Re: Origin of the U+nnnn notation

From: Kenneth Whistler (kenw@sybase.com)
Date: Tue Nov 08 2005 - 16:11:46 CST

  • Next message: Philippe Verdy: "Re: Origin of the U+nnnn notation"

    On this topic...

    > From: "Dominikus Scherkl" <lyratelle@gmx.de>

    speculated:

    > > Maybe it was thought of as an offset from the unit (character null)
    > > like in ETA+5 minutes (expected time of arrival was passed five minutes
    > > ago - an euphemism for beeing 5 minutes late).

    Perhaps, but it had nothing to do with the actual origin of the "+".

    And Philippe responded:

    > U-nnnn already exists (or I should say, it has existed).

    U+nnnn, actually. The U- notation was introduced by Amd 9 to 10646
    in 1997. It was never adopted for any use with Unicode, per se.

    > It was refering to
    > 16-bit code units,

    Code *points*, not code units. These were known as "Unicode values"
    in Unicode prior to the introduction of UTF-16.

    > not really to characters and was a fixed-width notation
    > (with 4 hexadecimal digits). The "U" meant "Unicode" (1.0 and before).
    >
    > U+[n...n]nnnn was created to avoid the confusion with the past 16-bit only
    > Unicode 1.0 standard (which was not fully compatible with ISO/IEC 10646 code
    > points).

    Actually, it was not to avoid confusion with Unicode 1.0. Unicode 1.1
    was also 16-bit only, and it was fully compatible with 10646-1:1993.

    > It is a variable-width notation that refers to ISO/IEC 10646 code
    > points. The "U" means "UCS" or "Universal Character Set". At that time, the
    > UCS code point range was up to 31 bits wide.
    >
    > The U-nnnn notation is abandoned now,

    It isn't in widespread usage, but is still a normative specification
    in 10646:2003.

    > except for references to Unicode 1.0.

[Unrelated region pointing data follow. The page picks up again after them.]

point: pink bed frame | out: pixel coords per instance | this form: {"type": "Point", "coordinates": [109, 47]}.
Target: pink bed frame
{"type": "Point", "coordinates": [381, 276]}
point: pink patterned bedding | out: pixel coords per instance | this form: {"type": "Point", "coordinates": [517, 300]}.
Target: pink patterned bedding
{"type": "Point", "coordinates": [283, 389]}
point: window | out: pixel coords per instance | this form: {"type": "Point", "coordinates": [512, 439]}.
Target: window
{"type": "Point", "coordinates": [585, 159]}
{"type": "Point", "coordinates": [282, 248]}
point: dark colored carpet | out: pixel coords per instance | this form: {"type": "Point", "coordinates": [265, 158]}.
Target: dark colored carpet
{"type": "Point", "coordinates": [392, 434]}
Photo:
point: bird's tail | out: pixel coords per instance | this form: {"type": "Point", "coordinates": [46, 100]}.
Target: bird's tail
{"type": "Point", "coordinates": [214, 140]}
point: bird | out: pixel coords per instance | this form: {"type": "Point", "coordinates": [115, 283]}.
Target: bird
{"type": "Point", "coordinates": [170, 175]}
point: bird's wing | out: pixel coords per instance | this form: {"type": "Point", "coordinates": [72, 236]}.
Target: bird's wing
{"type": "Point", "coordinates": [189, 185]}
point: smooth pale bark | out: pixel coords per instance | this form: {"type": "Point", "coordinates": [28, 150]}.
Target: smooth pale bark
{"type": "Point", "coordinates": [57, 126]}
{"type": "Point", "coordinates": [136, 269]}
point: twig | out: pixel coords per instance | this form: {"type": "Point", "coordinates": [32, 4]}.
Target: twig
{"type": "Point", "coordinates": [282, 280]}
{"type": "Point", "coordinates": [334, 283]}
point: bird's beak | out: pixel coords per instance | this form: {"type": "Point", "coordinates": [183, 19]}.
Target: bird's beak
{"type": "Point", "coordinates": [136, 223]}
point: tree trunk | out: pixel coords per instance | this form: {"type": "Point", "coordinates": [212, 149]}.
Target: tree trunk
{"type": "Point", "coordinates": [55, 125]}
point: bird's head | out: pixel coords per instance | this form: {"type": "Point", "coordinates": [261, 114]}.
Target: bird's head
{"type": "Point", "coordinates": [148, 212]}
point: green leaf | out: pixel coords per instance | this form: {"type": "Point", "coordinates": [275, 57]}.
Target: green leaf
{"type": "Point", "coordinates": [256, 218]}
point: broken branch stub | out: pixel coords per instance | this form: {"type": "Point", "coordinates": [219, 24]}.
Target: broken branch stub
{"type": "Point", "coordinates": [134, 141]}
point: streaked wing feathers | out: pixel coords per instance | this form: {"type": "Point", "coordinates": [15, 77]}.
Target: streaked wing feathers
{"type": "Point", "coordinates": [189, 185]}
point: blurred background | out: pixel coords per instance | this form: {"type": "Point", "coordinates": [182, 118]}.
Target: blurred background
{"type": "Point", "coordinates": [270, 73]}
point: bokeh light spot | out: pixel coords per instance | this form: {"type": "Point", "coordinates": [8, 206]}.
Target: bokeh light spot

    This is false. The "-" of the U- notation has nothing to do with
    Unicode 1.0.

    > If one uses it, it will refer to one or more 16-bit code units needed to
    > encode each codepoint (possibly with surrogate pairs). It does not
    > designates abstract characters or codepoints unambiguously.

    This is false. The U- notation is for the 8-digit short identifiers
    of 10646:2003. Those short identifiers designate code positions
    (10646 term for code points) unambiguously. From 10646:

      "ISO/IEC 10646 defines short identifiers for each code position,
       including code positions that are reserved. A short identifier
       for any code position is distinct from a short identifier for
       any other code position. ..."
       
    I'd say that's a pretty explicit claim that 10646 is talking about
    code points *and* that the short identifiers are unambiguous.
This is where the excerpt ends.